According to Prasad, Minnesota will need 1,300 more physicians in rural areas to keep up with current demand by 2030, not accounting for potential population growth. Prasad said this obvious need makes the University and CentraCare’s combined efforts even more pivotal to ensure equal access to care throughout the state.
The increase of rural physicians through the St. Cloud campus could have positive implications for surrounding communities, Prasad said.
Drishti Pillai, the director of Immigrant Health and associate director of Racial Equity and Health Policy at KFF Health News, said immigrants, particularly undocumented immigrants, struggle to access health care.
“Undocumented immigrants are not eligible for any federally funded coverage,” Pillai said. “And most immigrants who are lawfully present, including green card holders, have to wait at least five years before they can access federal coverage options like Medicaid.”
About half of adult immigrants report having limited English proficiency, which further exacerbates the struggles immigrant communities face when seeking medical care, Pillai said.
With an increasing number of immigrants moving to rural areas of Minnesota, Prasad said it is important that prospective physicians are trained to be informed about their needs and how they may differ from other Minnesotans.
“As a provider, having that cultural humility to reach across to the person in front of you, to understand what their understanding is of disease processes, what their belief systems are, to understand what we can do to gain trust and offer health services is a very critical point to keep in mind here,” Prasad said.
Looking to the future
The St. Cloud regional campus is intent on giving students opportunities to go out and work in rural communities from the start, according to Amsberry.

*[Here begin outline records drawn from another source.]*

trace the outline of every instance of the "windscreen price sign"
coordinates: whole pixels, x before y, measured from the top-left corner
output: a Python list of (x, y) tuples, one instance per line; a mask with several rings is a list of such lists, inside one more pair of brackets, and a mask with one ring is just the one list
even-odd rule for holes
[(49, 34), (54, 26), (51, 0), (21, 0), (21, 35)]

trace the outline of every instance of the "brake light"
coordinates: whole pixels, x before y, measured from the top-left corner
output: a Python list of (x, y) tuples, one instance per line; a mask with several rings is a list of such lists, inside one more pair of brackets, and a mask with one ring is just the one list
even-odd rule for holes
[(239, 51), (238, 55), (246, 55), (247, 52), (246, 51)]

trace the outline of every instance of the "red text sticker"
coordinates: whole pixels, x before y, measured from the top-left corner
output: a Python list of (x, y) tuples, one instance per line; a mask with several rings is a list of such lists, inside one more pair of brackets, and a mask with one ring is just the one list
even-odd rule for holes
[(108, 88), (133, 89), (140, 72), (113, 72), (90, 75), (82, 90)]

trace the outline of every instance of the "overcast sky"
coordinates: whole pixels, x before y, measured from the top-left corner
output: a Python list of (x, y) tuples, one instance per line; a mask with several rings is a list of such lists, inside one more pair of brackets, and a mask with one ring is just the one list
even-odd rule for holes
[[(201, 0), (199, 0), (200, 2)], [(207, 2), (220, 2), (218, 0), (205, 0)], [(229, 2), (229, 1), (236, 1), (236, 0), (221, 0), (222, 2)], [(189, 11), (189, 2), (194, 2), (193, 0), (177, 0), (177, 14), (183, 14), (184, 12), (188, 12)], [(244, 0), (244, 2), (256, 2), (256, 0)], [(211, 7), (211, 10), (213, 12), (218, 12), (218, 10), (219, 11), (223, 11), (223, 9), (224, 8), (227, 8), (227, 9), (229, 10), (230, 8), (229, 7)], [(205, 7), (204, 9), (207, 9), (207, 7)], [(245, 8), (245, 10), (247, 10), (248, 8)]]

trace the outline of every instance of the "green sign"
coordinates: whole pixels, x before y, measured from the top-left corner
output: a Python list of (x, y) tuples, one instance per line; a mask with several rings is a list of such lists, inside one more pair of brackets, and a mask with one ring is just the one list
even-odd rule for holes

“We have plans to send our students out into the rural communities for clinical exposure in their very first year of medical education so that they can not only learn right away what it’s like to work in a rural setting, but they can learn what it’s like to be a rural physician,” Amsberry said.
As the St. Cloud regional campus begins instruction, the University and CentraCare will monitor the program’s success, Amsberry said. They plan to track the retention of students who continue to work in rural areas during and after residency, as well as chronic disease rates and other prevalent health statistics to evaluate the medical school’s broader impact on the community.
Prasad said he wants the St. Cloud regional campus to become a catalyst for change, beyond just being a singular medical school.
Since the campus will prioritize recruiting candidates from rural areas, Prasad said he hopes this will create a more accessible environment and pathway to medical school for prospective students.
According to Prasad, the University is in the process of designing residency slots in the areas surrounding the St. Cloud regional campus so students will be able to continue their training in rural areas after graduation.
Despite the difficulties in health care accessibility facing rural communities, Jones said recent findings in the MHA report point toward promising trends.
The MHA report noted that job vacancies among nurses have been significantly declining for the first time since the COVID-19 pandemic. The vacancy rate in 2021 was roughly 6%, spiking to 16% in 2021 during the height of the pandemic, but has now dropped to 13% in 2024.
The number of working nurses also grew for the fifth straight year.
Although he is hopeful for the future, Jones said change still needs to be made in order to make health care accessible for every community in Minnesota.
“We can’t start celebrating yet, there’s still a lot of work to do,” Jones said. “The more rural you become, the more inequitable it becomes. We don’t want to take anything away from anyone else, we just want to make (health care) accessible to everyone.”
Correction: The headline misstated the campus would begin construction in 2025. It will begin instruction in 2025.
JB
Oct 18, 2024 at 2:26 pm
I’m not entirely comfortable with the U partnering with a Catholic hospital system at this level, and hope that doesn’t place any limitations on what’s taught to those students.